Non so se i cavalli hanno la capacità di infondere calma o se Erica è così di suo. Una calma di quelle rare, globalizzanti, con tutti; con noi che le piombiamo in casa con un preavviso di poche ore, con i suoi bambini, con i lavoranti indiani, con gli animali della sua tenuta. Il marito non c’è ma immagino sia molto gentile anche con lui.

Siamo arrivate da poco più di mezz’ora, ce ne stiamo sdraiate a bordo della piccola piscina, mentre i bambini si tuffano nell’acqua gelata e Ettore, l’enorme cane di casa, cerca ininterrottamente di baciarmi, le chiediamo di raccontarci come è cominciata questa sua nuova vita. Sì, perché prima Erica viveva a Milano e lavorava come chimica in una grossa multinazionale e passava più tempo in Cina che a casa. Quello che si dice una donna in carriera, insomma.
Aveva una passione per i cavalli, montava, gareggiava.

Poi un giorno una cavalla impazzita al suo maneggio le mise addosso una strana agitazione. Cosa stava succedendo? Perché all’improvviso questo disagio?
Da quel giorno non è più riuscita a salire su un cavallo come prima. «Che poi i cavalli sono esseri gentili, ci racconta, ti assecondano, eseguono, saltano, gareggiano, vincono. Si adattano a furia di punizioni e forza. Ma che senso ha trattarli come mezzi di trasporto? Come fai se li guardi negli occhi?».
Così è partita per Lisbona per informarsi se esistesse un modo diverso per addestrare i cavalli. Esisteva.
Lì ha incontrato Brito. Un cavallo che non ne voleva sapere di essere domato e l’agitazione nata qualche mese prima è diventata un irresistibile impulso all’azione. Doveva trovare un posto per far vivere Brito in libertà.

Siamo a Manziana, vicino al lago di Bracciano. Erica ha 21 cavalli, un enorme maiale che ha sfondato il cancello della piscina e si è buttato dentro (si sono dovuti mettere in cinque per tirarlo fuori), parecchie galline, alcuni coniglietti bianchi e neri, due asinelli, due bambini, il cane Ettore, due gatti, un marito.
Qui Brito e altri 20 cavalli ogni mattina vengono strigliati con cura ed esaminati attentamente: le cicatrici, gli occhi, gli zoccoli, le zone delicate di ognuno che ormai Erica conosce a memoria.
Sembra un rituale quasi religioso, con gesti delicati e ripetuti come una liturgia, piena di mistero e sapienza.

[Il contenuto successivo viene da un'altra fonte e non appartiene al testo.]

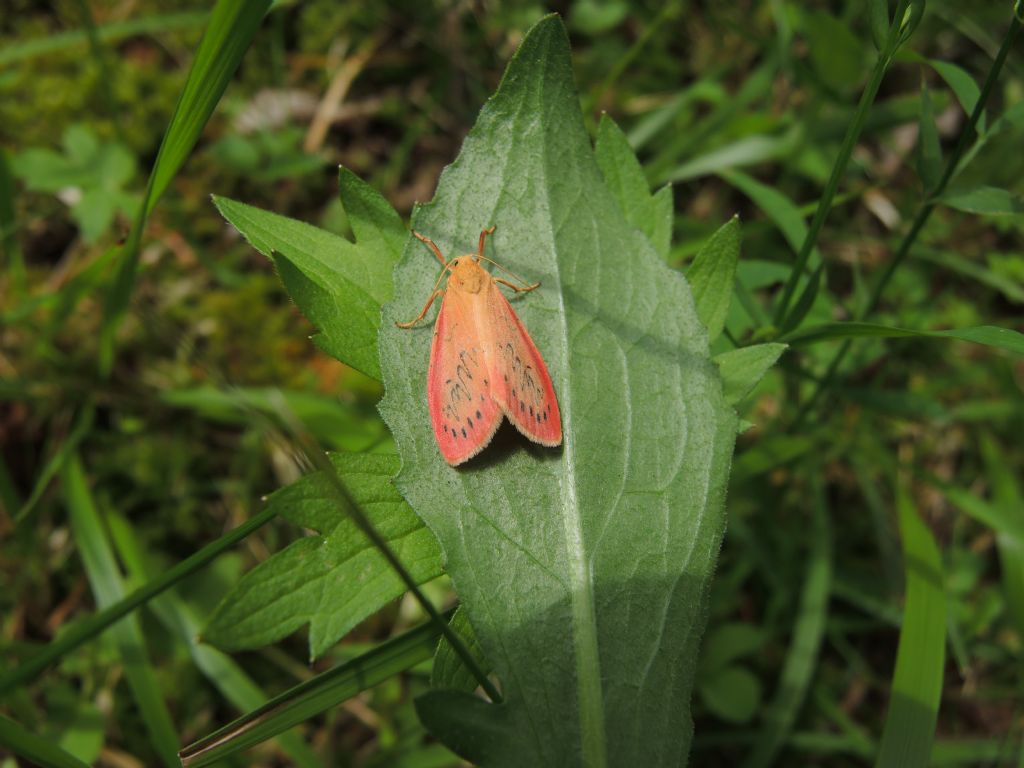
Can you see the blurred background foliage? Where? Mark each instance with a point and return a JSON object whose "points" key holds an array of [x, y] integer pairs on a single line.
{"points": [[742, 107]]}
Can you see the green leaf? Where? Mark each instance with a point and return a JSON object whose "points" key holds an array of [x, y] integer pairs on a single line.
{"points": [[315, 696], [334, 581], [231, 26], [880, 23], [332, 422], [732, 693], [836, 52], [181, 621], [108, 586], [339, 286], [916, 688], [743, 152], [651, 214], [591, 623], [449, 670], [808, 632], [1011, 287], [987, 200], [39, 751], [86, 629], [742, 369], [929, 148], [805, 302], [728, 643], [378, 227], [777, 207], [962, 84], [1000, 338], [712, 273]]}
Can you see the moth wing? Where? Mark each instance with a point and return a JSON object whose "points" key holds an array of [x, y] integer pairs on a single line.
{"points": [[463, 413], [521, 383]]}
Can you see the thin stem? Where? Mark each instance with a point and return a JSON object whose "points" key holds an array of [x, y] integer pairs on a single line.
{"points": [[839, 167], [924, 212]]}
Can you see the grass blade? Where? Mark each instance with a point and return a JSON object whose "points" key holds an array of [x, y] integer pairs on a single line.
{"points": [[108, 588], [180, 619], [9, 247], [805, 644], [36, 750], [89, 628], [913, 709], [231, 27], [316, 695]]}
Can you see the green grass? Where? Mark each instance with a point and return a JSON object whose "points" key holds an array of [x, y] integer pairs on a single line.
{"points": [[846, 211]]}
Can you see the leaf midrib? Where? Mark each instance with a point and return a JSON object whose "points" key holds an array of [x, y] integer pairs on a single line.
{"points": [[588, 667]]}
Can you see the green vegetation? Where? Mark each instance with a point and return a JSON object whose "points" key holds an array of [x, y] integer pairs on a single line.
{"points": [[781, 256]]}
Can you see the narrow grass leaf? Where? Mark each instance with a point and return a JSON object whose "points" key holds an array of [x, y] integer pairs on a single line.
{"points": [[742, 369], [985, 200], [182, 622], [712, 274], [13, 259], [916, 686], [229, 31], [651, 214], [449, 672], [38, 751], [805, 301], [338, 285], [782, 212], [104, 578], [879, 17], [314, 696], [929, 148], [335, 580], [808, 631], [1000, 338], [89, 628], [587, 620], [1008, 496]]}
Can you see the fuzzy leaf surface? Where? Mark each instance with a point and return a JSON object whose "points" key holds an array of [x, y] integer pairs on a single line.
{"points": [[583, 569], [625, 178]]}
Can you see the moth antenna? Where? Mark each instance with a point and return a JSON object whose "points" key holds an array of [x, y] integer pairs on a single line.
{"points": [[433, 246], [483, 237], [507, 271]]}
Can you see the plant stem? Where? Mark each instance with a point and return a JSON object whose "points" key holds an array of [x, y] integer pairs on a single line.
{"points": [[839, 167], [925, 212]]}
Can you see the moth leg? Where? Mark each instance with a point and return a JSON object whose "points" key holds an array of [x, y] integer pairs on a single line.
{"points": [[426, 306], [432, 246], [483, 237], [517, 289]]}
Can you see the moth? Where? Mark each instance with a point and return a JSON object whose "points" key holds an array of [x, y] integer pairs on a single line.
{"points": [[483, 365]]}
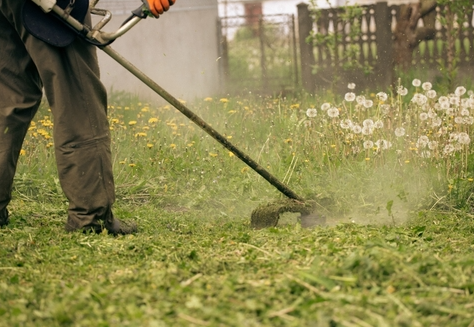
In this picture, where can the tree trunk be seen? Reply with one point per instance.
(407, 33)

«Li abbiamo fatti diventare degli esseri così delicati, mentre loro sarebbero forti e resistenti» ci dice Erica mentre esamina gli zoccoli senza ferri di un cavallo pezzato di cui mi sono scordata il nome. E poi dopo il rituale mattutino liberi tutti, fino al mattino dopo, di muoversi nel campo con gli altri cavalli, di corteggiarsi, di giocare, di cercare riparo all’ombra di albero, di andarsi a cercare il fieno nei punti in cui viene sparso.

«Così devono vincere la loro pigrizia e muoversi. Quando arrivano qui e gli togliamo i ferri non riescono nemmeno più neanche a camminare, hanno paura di tutto, sono completamente disorientati dalla libertà improvvisa che hanno».

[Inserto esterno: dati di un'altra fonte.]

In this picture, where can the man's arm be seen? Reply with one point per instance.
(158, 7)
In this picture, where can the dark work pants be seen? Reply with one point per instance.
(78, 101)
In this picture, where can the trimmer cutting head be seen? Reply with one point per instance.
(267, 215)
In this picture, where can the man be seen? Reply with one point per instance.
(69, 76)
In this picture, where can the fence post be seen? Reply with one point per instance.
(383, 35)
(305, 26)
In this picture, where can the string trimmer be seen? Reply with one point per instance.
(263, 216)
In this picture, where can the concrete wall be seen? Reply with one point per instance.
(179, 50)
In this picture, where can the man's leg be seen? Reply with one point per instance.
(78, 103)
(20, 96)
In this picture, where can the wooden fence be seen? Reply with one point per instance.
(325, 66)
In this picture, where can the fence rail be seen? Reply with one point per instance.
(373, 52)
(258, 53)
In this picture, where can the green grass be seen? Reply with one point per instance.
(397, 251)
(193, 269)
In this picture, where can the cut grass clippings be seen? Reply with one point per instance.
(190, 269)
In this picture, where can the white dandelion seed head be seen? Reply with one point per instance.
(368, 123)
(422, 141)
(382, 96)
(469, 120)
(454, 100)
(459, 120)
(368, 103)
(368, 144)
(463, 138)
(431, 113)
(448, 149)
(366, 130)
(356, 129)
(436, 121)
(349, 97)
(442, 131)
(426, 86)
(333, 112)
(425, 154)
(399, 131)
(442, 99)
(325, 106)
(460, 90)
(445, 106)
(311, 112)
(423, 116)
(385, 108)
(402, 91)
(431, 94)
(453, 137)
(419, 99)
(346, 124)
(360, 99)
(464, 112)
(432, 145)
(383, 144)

Questa mattina prima di partire vediamo Erica con Francesco, il suo bambino di 6 anni, passare in rassegna i cavalli. Sono legati in fila come soldatini e Francesco passa dal primo all’ultimo a fargli una carezza delicata sul muso e dargli il buongiorno.
«I cavalli sono esseri silenziosi e prevedibili, basta conoscerli».

Mentre inforchiamo le nostre bici e ci dirigiamo verso Roma penso a questi esseri silenziosi che Erica tratta con tanto rispetto, penso al suo desiderio di renderli liberi, penso al fatto che ora li possa guardare negli occhi, penso a Kafka diventato vegetariano che all’acquario di Berlino guardando i pesci in una vasca disse: «Adesso posso guardarvi tranquillamente, non vi mangio più».